Today I was adjusting the heigh on an Altman Commet. I didn't realize how loose the knob on the yoke was, and so the whole light fell on top of me. The intersting part was I didn't feel the gash it left in my head. I only noticed it afterwards when talking to our TD and saw blood on my hands. By then it was really bleeding. Our SM cleaned me up while lecturing me on why did I have to do this and why didn't I feel any pain. I was forced by the TD to leave and get it looked at. That was a long fight. I believed that tech came before a little cut. He didn't. He ended up forcing me to sit down or be banished from the theater, and he went and got my stuff and watched me until I left. In the end he won, I ended up getting 4 stitches to close the wound. Luckily it was only the cornor of the light that hit my head.

Kevin


----------



## moojoe (Apr 13, 2005)

simply put, safety always comes first, it may look minor, but it can be a lot worse...kinda when i broke my ankle and thought i just pulled something...that was bad. anyway, you need to remember that your wellbeing and saftey come before everything. techs joke that theatre is before everything, even safety, but we know, we just wont admit, the fact that thats really not true. safety is the most important thing of them all. im not blaming you for dropping the light, ive done it to. we make mistakes, just whenever you get hurt, get the neccesary and above neccesary-seeming care as quickly as possible.


----------



## ship (Apr 13, 2005)

If you would like I can forward it to Altman if you specify further what went wrong. Perhaps in some future models it will get improved so it does not happen again. I'm frequently known to play a role in upgrades or opinions of them with them - or at least to make my opinions known as ifsuch a thing about me were in doubt.. My latest project is the mini cyc. Uhm,... Hello!

Glad to see the knock upon the head did not improve anything. Still when the TD says to go, you go it's just not your rear on the line.
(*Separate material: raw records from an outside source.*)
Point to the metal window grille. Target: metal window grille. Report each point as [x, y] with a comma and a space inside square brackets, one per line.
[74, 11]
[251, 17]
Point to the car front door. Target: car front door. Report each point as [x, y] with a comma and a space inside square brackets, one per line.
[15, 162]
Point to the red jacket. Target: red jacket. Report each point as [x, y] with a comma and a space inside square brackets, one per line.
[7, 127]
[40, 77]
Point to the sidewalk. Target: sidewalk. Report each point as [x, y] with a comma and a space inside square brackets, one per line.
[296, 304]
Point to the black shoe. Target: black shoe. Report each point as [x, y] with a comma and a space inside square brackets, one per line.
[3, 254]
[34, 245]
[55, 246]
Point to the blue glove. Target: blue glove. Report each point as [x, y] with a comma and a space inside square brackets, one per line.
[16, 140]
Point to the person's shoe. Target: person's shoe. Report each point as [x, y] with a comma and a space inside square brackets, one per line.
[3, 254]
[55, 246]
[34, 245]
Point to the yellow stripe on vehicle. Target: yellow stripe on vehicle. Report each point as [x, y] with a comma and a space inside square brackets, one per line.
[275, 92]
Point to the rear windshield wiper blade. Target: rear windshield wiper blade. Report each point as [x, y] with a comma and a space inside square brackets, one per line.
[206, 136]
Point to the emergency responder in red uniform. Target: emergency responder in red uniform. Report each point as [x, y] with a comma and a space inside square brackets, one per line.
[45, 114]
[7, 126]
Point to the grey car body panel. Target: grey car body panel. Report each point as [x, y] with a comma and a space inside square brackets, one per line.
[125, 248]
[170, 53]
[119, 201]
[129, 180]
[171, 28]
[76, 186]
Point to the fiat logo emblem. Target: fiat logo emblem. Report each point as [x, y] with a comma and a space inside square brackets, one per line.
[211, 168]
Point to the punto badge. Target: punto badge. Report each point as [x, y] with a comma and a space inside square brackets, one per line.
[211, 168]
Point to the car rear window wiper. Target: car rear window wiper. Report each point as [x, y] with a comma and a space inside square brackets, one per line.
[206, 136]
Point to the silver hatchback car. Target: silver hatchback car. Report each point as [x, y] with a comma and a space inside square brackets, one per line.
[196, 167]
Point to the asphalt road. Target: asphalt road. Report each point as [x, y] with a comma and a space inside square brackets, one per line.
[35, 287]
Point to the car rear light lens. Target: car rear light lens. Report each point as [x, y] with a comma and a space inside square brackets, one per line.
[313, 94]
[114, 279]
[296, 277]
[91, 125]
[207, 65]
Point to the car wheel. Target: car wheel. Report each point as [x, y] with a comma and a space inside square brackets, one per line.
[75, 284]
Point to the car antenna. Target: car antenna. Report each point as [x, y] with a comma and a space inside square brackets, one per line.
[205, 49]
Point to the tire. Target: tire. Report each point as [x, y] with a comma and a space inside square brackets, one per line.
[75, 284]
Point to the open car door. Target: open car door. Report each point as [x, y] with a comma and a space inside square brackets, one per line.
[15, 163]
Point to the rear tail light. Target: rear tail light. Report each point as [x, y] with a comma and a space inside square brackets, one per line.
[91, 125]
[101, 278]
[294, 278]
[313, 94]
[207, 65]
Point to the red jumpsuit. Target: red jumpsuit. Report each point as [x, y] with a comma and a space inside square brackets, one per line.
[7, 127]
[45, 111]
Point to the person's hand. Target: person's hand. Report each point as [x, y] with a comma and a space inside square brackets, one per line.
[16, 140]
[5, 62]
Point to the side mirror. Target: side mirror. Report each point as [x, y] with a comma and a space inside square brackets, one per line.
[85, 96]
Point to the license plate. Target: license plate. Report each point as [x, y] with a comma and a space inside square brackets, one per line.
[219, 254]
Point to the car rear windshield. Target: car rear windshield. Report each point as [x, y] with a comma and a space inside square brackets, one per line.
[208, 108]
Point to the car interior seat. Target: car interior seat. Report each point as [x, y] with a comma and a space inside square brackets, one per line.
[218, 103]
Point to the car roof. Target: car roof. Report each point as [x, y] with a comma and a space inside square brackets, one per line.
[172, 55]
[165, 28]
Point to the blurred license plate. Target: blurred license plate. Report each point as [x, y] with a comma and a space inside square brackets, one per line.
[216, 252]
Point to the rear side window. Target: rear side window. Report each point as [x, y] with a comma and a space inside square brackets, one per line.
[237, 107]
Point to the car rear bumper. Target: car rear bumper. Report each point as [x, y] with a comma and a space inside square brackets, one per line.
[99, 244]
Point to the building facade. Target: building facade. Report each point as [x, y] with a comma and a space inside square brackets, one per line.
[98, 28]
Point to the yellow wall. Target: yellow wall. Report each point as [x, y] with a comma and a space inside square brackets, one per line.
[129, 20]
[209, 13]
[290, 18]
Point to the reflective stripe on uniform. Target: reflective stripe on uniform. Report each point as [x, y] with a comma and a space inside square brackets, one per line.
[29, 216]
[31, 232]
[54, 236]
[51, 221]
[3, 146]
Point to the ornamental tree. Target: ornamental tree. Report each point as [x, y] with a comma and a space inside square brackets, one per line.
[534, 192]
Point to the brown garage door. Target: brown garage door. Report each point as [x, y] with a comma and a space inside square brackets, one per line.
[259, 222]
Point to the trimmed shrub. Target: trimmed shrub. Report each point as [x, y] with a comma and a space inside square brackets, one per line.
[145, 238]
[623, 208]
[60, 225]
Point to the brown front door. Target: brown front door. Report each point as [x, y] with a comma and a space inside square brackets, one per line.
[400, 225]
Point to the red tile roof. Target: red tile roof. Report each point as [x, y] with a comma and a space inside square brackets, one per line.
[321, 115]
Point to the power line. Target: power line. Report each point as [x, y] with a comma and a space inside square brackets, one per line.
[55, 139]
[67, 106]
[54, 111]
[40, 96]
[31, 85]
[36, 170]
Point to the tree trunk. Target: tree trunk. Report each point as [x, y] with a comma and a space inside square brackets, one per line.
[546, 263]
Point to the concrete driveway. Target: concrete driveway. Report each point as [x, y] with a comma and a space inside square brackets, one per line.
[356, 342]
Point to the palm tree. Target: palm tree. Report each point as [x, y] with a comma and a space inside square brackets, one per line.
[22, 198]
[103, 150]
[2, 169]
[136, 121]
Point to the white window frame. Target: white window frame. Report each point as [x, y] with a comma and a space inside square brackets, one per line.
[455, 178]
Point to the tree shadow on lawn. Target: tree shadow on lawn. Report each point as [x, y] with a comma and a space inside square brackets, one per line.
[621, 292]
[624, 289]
What did go wrong that in general caused it to fail that those no matter the brand should watch for?


----------



## Peter (Apr 14, 2005)

Wounds to the head are funny like that. I had a bike fall from it's storage rack in the rafters of my shed on to my head and I completely didnt feel any cut, I could tell something was wrong by the look on my dad's face though. It took me about 5 minutes to feel it, but when I did it was bad! I had to get rushed to the hospital and get a ton of stiches for it, which wasnt fun at all! The moral of the story: head injuries can be alot worse then they feel! Dont underestimate them!! (or anyother injury for that matter!)


----------



## SuperCow (Apr 14, 2005)

Keep in mind, that if you get a cut on your head, and keep on working, and then collapse or something, it's the TD who runs the risk of losing his job for not keeping safety in mind and not looking after you.


----------



## herr_highbrau (Apr 14, 2005)

Thought I'd give my tuppence on this. I'm a RYA Sailing Instructor, and as such have to hold a valid 1st Aid Certificate. The rule for any head injury is to... 

> get to hospital and have it checked out, or brain damage could result, no matter how small the apparent injury



(Stops reading from 1st aid manual)

Heh heh! Yeah. Just play it safe, and like everyone else said, bear in mind it's not just your arse on the line if something goes wrong.

8)


----------



## ricc0luke (Apr 14, 2005)

I too often work on an Altman Commet follow spot. The bolts on the yoke don't every seem to stay on. Also, we still use the orriginal stand that came with the light, and those are not the best stands- Nothing on them every tightens right and it always wobbles. --but getting back to the yoke issue-- I almost sent the spot over the edge of the balcony when the bolt on the right side of the yoke came out before a show when I was checking the light. Luckly, with the help of the left blot, I stopped it from tipping-- that was not a cool night when i look back, just about everything went wrong, but that is another story....


----------



## ship (Apr 14, 2005)

Beyond the above two incidents, I'm not sure if I can see any way to improve the fixture beyond what methods are used in prepping it for a show and what might be a nut that might be better as a different part if not just replaced if it fails as similar to a stripped screw on something that gets removed a lot should you de-yoke the fixture.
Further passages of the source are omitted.